To find out, we ought to look under the market index surface to see what trends are developing in various sectors. Often the tendencies in certain sectors can give us a clue of what’s really happening.
Below is the performance comparison chart of the key US sectors (expressed as ETFs) representing the risk sentiment for the last three months.
From the chart above, you can see that Technology (XLK) and Communications (XLC) strongly outperform the broad market (SPY). At the same time, defensive sectors – Consumer Staples (XLP) and Utilities (XLU) – are far behind the SPY, giving us the message that investors are not interested in modest consistent returns but rather seek profits in more dynamic and risky sectors.
When the market overlooks “safe” assets but keeps betting on progressive, riskier companies, we usually see a healthy bullish trend.
The technological leadership of Israel
Along with the trend in Technology and Communications, we can see the strengthening of the economies that rely on technological leadership. Except for the US, countries like China, Taiwan and South Korea are among the growth leaders.

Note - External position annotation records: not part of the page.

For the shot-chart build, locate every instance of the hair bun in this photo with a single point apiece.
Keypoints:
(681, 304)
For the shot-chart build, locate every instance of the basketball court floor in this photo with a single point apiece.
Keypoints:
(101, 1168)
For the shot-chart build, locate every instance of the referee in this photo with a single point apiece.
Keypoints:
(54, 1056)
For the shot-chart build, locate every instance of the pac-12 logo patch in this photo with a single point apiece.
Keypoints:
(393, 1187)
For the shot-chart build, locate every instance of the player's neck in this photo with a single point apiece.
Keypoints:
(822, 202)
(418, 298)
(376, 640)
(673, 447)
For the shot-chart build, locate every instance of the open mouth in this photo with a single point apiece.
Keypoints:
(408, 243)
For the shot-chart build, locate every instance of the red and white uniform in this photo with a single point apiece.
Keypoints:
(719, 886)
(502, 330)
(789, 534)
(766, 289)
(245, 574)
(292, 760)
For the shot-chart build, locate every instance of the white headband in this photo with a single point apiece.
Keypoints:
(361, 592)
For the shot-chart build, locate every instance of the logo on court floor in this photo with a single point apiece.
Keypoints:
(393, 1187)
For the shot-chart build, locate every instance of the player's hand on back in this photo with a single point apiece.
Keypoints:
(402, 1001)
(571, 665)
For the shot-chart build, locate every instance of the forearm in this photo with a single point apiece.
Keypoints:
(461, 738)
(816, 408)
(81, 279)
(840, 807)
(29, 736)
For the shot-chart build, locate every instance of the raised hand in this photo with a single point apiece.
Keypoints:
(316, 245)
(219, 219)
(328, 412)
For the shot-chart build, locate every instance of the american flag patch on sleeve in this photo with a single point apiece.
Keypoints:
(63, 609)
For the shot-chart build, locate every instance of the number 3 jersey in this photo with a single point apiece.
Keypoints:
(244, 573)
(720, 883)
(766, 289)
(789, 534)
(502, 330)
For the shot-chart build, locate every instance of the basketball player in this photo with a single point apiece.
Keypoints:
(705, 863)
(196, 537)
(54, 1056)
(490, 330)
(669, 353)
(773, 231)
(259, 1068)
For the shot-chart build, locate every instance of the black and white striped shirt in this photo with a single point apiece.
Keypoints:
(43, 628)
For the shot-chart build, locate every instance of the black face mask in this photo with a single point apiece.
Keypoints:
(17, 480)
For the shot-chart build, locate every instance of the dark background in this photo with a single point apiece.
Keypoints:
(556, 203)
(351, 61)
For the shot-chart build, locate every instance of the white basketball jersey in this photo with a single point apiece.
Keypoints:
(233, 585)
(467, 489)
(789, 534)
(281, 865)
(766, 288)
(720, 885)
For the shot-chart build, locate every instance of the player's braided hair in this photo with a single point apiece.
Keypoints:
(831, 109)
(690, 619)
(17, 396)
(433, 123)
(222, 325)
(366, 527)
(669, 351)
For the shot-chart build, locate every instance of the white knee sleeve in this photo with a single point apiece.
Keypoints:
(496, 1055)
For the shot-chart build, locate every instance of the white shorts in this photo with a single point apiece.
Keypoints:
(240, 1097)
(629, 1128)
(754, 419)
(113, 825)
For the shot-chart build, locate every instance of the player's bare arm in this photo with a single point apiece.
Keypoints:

In the Middle East, Israel stands out in the technological advance. According to the World Economic Forum’s 2016-2017 Global Competitiveness Report, Israel is a world leader in innovation.
The stock market shows that Israel is taking advantage of the current trend driven by the innovative sectors.

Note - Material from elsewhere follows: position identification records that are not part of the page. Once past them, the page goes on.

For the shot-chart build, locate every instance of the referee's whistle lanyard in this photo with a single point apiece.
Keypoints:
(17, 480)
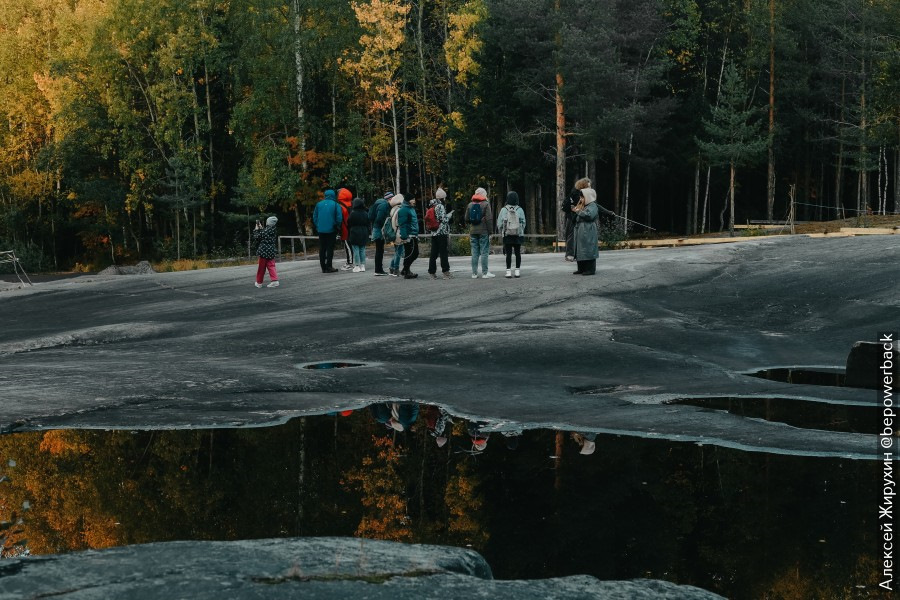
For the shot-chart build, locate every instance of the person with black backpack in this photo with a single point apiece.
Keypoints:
(511, 224)
(481, 224)
(437, 221)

EIS is the ETF, which tracks the MSCI Israel Market Index, outperforms the Technology benchmark index – Nasdaq (expressed with the QQQ ETF). Look at the chart below.
If we look at the EIS on an absolute basis, the ETF hasn’t done much for almost a decade. The market has broken out from the multiyear base and making fresh highs.
Investors can buy the ETF around 65 with the protective stops below 62 to ride the powerful breakout in Israeli equities.
Can the vaccine be a catalyst?
Israel can become one of the first countries that are immune to Covid-19. The Pfizer Inc. and BioNTech SE Covid-19 vaccines were 89.4% effective at preventing infections, according to the national immunization program results that started on December 20th.
The vaccine success, which is the first real-world evidence of how immunization can overcome the virus, might be the foundation that fueled the recent breakout in the Israeli market and may sustain further upward momentum for months to come.
How to be bullish on Israel in forex?
The forex market provides opportunities to get exposure to Israel by buying its local currency – the Israeli shekel (ILS). Let’s look at the technical picture of ILS against major safe-havens – USD and JPY. Below you can see monthly charts of USD/ILS and JPY/ILS.
Both pairs are in the long-term range, with USD/ILS breaking the major 3.4 support and piercing the 3.2 low. Investors can short USD/ILS with the protective stop above 3.4 and expect the pair to make a 0.6 move – roughly the height of the multiyear range.
JPY/ILS is consistently respecting 0.03, consolidating tighter to the support. If the market closes below 0.03 on Daily or Weekly timeframes, we can expect a powerful decline with the target below 0.02.
Due to the nature of Israel’s economy, the country benefits greatly from the global trend in innovative sectors. The vaccine’s success is another factor that can become a catalyst for the growth of the Israeli market. You can bet on Israel either through ETF or the Forex market.